[Math] Definition of gradient of a function $f$ in Riemannian manifold

definitionriemannian-geometrysemi-riemannian-geometry

I'm reading Semi Riemannian Geometry with applications to relativity by Barret Oneill and I'm trying understand the definition of gradient of a function $f$ in Riemannian Manifold. I know that motivation for define the gradient of a function $f$ in Riemannian Geometry is preserve the fact that $ \langle grad \ f , X \rangle = df(X)$ in $\mathbb{R}^n$, where $X$ is a vector field. On the one hand, $df(X) = \sum_{i=1}^{i=n} \frac{\partial f}{\partial x^i} X^i$. On the other hand, $$\langle grad \ f , X \rangle = \langle \sum_{i=1}^{i=n} (grad \ f)^i \frac{\partial }{\partial x^i} , \sum_{j=1}^{j=n} X^j \frac{\partial }{\partial x^j} \rangle = \sum_{j=1}^{j=n} \sum_{i=1}^{i=n} (grad \ f)^i \ X^j \langle \frac{\partial }{\partial x^i} , \frac{\partial }{\partial x^j} \rangle = \sum_{j=1}^{j=n} \sum_{i=1}^{i=n} (grad \ f)^i \ X^j g_{ij}.$$ If $ \langle grad \ f , X \rangle = df(X)$, then $\sum_{i=1}^{i=n} \frac{\partial f}{\partial x^i} X^i = \sum_{j=1}^{j=n} \sum_{i=1}^{i=n} (grad \ f)^i \ X^j g_{ij} \ (*)$, but the author affirms that $$grad \ f := \sum_{j=1}^{j=n} \sum_{i=1}^{i=n} g^{ij} \frac{\partial f}{\partial x^i} \frac{\partial }{\partial x^j}.$$ I know that $g^{ij}$ represent the element of the matrix $G^{-1}$, where $G$ is the matrix of tensor metric, but I don't understand how the conclude that $grad \ f$ is this.

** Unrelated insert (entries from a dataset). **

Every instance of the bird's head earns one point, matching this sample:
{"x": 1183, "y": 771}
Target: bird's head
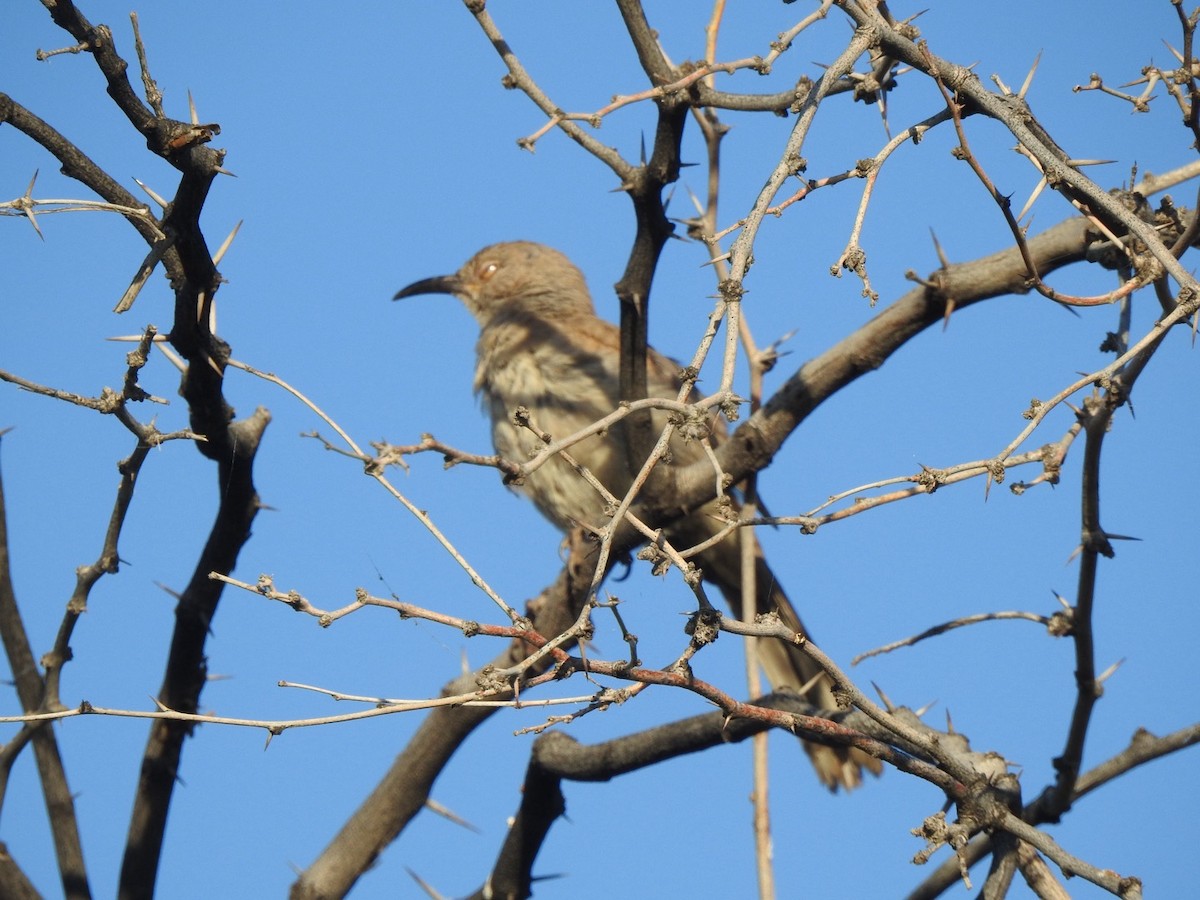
{"x": 516, "y": 277}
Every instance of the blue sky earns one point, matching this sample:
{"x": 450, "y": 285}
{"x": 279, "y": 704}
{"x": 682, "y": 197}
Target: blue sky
{"x": 373, "y": 145}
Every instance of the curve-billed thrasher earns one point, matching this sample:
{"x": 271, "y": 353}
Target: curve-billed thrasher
{"x": 543, "y": 347}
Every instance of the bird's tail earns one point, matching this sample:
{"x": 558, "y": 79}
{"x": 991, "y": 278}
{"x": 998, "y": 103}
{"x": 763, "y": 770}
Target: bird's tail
{"x": 786, "y": 665}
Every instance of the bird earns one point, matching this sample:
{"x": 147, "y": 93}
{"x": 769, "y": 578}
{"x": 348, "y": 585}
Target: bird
{"x": 541, "y": 346}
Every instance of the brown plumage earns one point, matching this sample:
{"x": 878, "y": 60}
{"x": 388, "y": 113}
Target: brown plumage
{"x": 541, "y": 346}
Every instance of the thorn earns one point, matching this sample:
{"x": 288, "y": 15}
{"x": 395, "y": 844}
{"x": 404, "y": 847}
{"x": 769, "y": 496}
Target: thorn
{"x": 425, "y": 886}
{"x": 883, "y": 697}
{"x": 1029, "y": 78}
{"x": 153, "y": 196}
{"x": 1033, "y": 196}
{"x": 135, "y": 339}
{"x": 937, "y": 247}
{"x": 221, "y": 251}
{"x": 1174, "y": 53}
{"x": 1080, "y": 163}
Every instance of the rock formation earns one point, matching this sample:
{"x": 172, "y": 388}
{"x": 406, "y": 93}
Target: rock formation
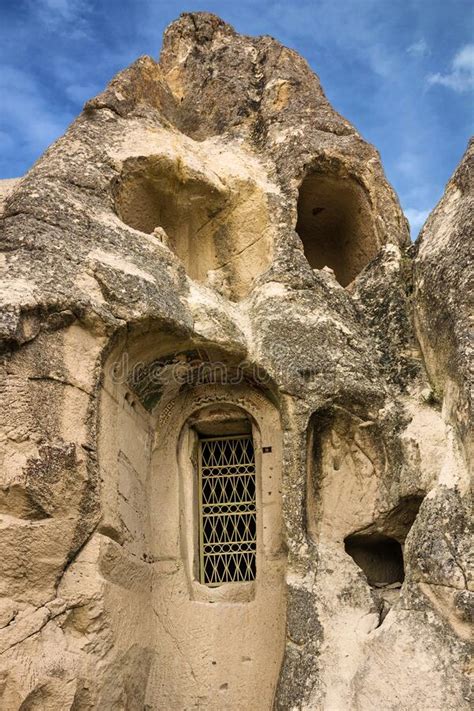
{"x": 211, "y": 248}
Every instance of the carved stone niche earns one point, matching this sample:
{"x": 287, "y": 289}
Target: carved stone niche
{"x": 223, "y": 644}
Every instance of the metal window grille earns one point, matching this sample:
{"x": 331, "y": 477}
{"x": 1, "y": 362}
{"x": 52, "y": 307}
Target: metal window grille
{"x": 227, "y": 509}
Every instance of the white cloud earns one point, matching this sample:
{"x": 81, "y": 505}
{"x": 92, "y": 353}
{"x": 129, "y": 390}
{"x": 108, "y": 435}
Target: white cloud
{"x": 419, "y": 48}
{"x": 461, "y": 76}
{"x": 416, "y": 218}
{"x": 69, "y": 17}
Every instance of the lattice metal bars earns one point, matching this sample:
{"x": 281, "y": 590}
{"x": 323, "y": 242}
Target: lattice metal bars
{"x": 227, "y": 510}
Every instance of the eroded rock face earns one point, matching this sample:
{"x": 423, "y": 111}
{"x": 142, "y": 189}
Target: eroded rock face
{"x": 212, "y": 250}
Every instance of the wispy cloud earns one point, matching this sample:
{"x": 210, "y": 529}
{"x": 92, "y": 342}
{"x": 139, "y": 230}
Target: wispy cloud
{"x": 460, "y": 78}
{"x": 419, "y": 48}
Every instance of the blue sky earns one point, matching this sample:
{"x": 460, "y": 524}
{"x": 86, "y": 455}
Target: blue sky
{"x": 401, "y": 70}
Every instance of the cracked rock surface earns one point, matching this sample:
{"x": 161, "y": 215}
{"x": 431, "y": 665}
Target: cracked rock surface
{"x": 213, "y": 206}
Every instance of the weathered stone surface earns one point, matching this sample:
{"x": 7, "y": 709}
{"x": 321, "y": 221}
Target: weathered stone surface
{"x": 211, "y": 208}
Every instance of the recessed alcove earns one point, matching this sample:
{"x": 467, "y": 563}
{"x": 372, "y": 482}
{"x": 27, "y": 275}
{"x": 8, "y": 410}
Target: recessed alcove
{"x": 380, "y": 557}
{"x": 335, "y": 224}
{"x": 217, "y": 228}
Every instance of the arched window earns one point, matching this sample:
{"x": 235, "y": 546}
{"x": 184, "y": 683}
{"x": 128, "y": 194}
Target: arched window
{"x": 227, "y": 509}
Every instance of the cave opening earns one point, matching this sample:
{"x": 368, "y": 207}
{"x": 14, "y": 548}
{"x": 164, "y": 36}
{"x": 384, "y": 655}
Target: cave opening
{"x": 379, "y": 556}
{"x": 335, "y": 225}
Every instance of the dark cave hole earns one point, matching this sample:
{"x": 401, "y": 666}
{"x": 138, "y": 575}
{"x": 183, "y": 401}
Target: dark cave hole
{"x": 378, "y": 556}
{"x": 335, "y": 225}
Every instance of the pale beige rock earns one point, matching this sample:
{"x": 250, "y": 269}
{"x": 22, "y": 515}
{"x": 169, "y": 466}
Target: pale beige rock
{"x": 211, "y": 215}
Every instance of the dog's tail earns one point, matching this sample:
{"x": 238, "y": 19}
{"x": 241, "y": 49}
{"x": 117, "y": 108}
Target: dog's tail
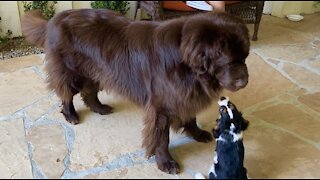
{"x": 34, "y": 27}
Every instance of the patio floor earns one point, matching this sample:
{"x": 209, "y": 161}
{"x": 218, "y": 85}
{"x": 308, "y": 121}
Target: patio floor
{"x": 281, "y": 101}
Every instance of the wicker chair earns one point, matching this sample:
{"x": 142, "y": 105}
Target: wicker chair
{"x": 249, "y": 11}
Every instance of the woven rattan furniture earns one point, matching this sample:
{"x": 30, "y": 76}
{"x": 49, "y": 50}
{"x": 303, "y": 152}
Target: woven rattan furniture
{"x": 249, "y": 11}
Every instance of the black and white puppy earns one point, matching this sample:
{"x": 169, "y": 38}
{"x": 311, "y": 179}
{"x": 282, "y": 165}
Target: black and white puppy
{"x": 229, "y": 153}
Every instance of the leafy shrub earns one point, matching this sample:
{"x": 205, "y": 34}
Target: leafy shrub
{"x": 4, "y": 40}
{"x": 120, "y": 6}
{"x": 47, "y": 8}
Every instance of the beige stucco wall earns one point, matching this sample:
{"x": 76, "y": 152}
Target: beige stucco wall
{"x": 11, "y": 12}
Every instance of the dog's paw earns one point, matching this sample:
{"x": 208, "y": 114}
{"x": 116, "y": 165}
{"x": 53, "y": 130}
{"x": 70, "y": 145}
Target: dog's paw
{"x": 203, "y": 136}
{"x": 103, "y": 109}
{"x": 71, "y": 118}
{"x": 170, "y": 167}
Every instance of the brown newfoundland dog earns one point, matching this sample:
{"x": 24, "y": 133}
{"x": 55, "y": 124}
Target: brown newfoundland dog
{"x": 173, "y": 69}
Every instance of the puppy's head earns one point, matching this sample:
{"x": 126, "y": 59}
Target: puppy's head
{"x": 215, "y": 47}
{"x": 230, "y": 118}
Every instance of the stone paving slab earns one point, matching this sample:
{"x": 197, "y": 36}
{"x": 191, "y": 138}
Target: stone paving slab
{"x": 14, "y": 158}
{"x": 281, "y": 102}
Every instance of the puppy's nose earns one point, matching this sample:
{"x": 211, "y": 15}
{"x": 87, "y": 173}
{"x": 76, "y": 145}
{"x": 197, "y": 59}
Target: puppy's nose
{"x": 241, "y": 83}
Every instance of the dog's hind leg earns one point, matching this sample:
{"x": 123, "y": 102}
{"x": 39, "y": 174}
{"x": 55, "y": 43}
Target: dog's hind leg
{"x": 156, "y": 141}
{"x": 194, "y": 131}
{"x": 66, "y": 93}
{"x": 89, "y": 93}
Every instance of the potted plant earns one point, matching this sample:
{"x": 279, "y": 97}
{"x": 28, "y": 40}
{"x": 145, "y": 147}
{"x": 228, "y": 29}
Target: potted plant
{"x": 120, "y": 6}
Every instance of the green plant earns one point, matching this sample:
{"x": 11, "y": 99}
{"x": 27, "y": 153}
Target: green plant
{"x": 47, "y": 8}
{"x": 120, "y": 6}
{"x": 4, "y": 40}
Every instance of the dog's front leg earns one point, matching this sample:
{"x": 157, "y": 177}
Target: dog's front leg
{"x": 194, "y": 131}
{"x": 156, "y": 141}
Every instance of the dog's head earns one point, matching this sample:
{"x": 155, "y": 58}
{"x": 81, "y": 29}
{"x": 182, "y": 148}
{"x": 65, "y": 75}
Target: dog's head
{"x": 231, "y": 119}
{"x": 215, "y": 47}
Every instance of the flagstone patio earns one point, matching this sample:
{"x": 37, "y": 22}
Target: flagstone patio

Thank you in advance for any help!

EDIT:

I tried develop the equation $(*)$ and I thought that I got it how $grad \ f$ is defined. I will put my development here.

$\sum_{i=1}^{i=n} \frac{\partial f}{\partial x^i} X^i = \sum_{j=1}^{j=n} \sum_{i=1}^{i=n} (grad \ f)^i \ X^j g_{ij} \Longrightarrow$

$\sum_{i=j}^{j=n} \frac{\partial f}{\partial x^j} X^j = \sum_{i=1}^{i=n} (grad \ f)^i \left(
\sum_{j=1}^{j=n} (g_{ij} X^j) \right)$

In matricial form, we have

$[\frac{\partial f}{\partial x^1} \cdots \frac{\partial f}{\partial x^n}] \cdot [X^1 \cdots X^n]^T = [(grad \ f)^1 \cdots (grad \ f)^n] \cdot G \cdot [X^1 \cdots X^n]^T$, where $[X^1 \cdots X^n]^T$ is the transpose of matrix $[X^1 \cdots X^n]$, then

$[\frac{\partial f}{\partial x^1} \cdots \frac{\partial f}{\partial x^n}] \cdot [X^1 \cdots X^n]^T – [(grad \ f)^1 \cdots (grad \ f)^n] \cdot G \cdot [X^1 \cdots X^n]^T = 0 \Longrightarrow$

$\left( [\frac{\partial f}{\partial x^1} \cdots \frac{\partial f}{\partial x^n}] – [(grad \ f)^1 \cdots (grad \ f)^n] \cdot G \right) \cdot [X^1 \cdots X^n]^T = 0 \Longrightarrow$

$[(grad \ f)^1 \cdots (grad \ f)^n] \cdot G = [\frac{\partial f}{\partial x^1} \cdots \frac{\partial f}{\partial x^n}] \Longrightarrow$

$[(grad \ f)^1 \cdots (grad \ f)^n] = [\frac{\partial f}{\partial x^1} \cdots \frac{\partial f}{\partial x^n}] \cdot G^{-1} \Longrightarrow$

$(grad \ f)^j = \sum_{i=1}^{i=n} \frac{\partial f}{\partial x^i} g^{ij}$. We can $grad \ f = \sum_{j=1}^{j=n} (grad \ f)^j \frac{\partial }{\partial x^j}$, then $grad \ f = \sum_{j=1}^{j=n} \left( \sum_{i=1}^{i=n} \frac{\partial f}{\partial x^i} g^{ij} \right) \frac{\partial }{\partial x^j} = \sum_{j=1}^{j=n} \sum_{i=1}^{i=n} \frac{\partial f}{\partial x^i} g^{ij} \frac{\partial }{\partial x^j}$

Best Answer

I like to think of this in terms of matrix algebra. Let's let our vector fields and one-forms be column vectors, where the one-forms act by transpose-multiplication.

In a coordinate chart, an arbitrary vector field $V$ pulls back to a vector field on our coordinate patch in $\mathbb{R}^n$, the metric tensor pulls back to a matrix field $g$, with inverse matrix field $g^{-1}$, and the differential of $f$ is a one-form $df$. The computation defining the gradient $\nabla f$ is: $$ \langle \nabla f, V\rangle = df(V) $$ which becomes in coordinates: $$ (\nabla f)^Tg V = df^T V $$ As this is true for any $V$, we have the matrix identity $$ \nabla f^T g = df^T $$ which gives $$ g^T\nabla f = df $$ and since $g$ is a symmetric matrix, inverting we have $$ \nabla f = g^{-1}df $$

If you write it out with sums and coordinate vector fields, you will be performing this computation at the level of matrix entries, but I find this approach much cleaner.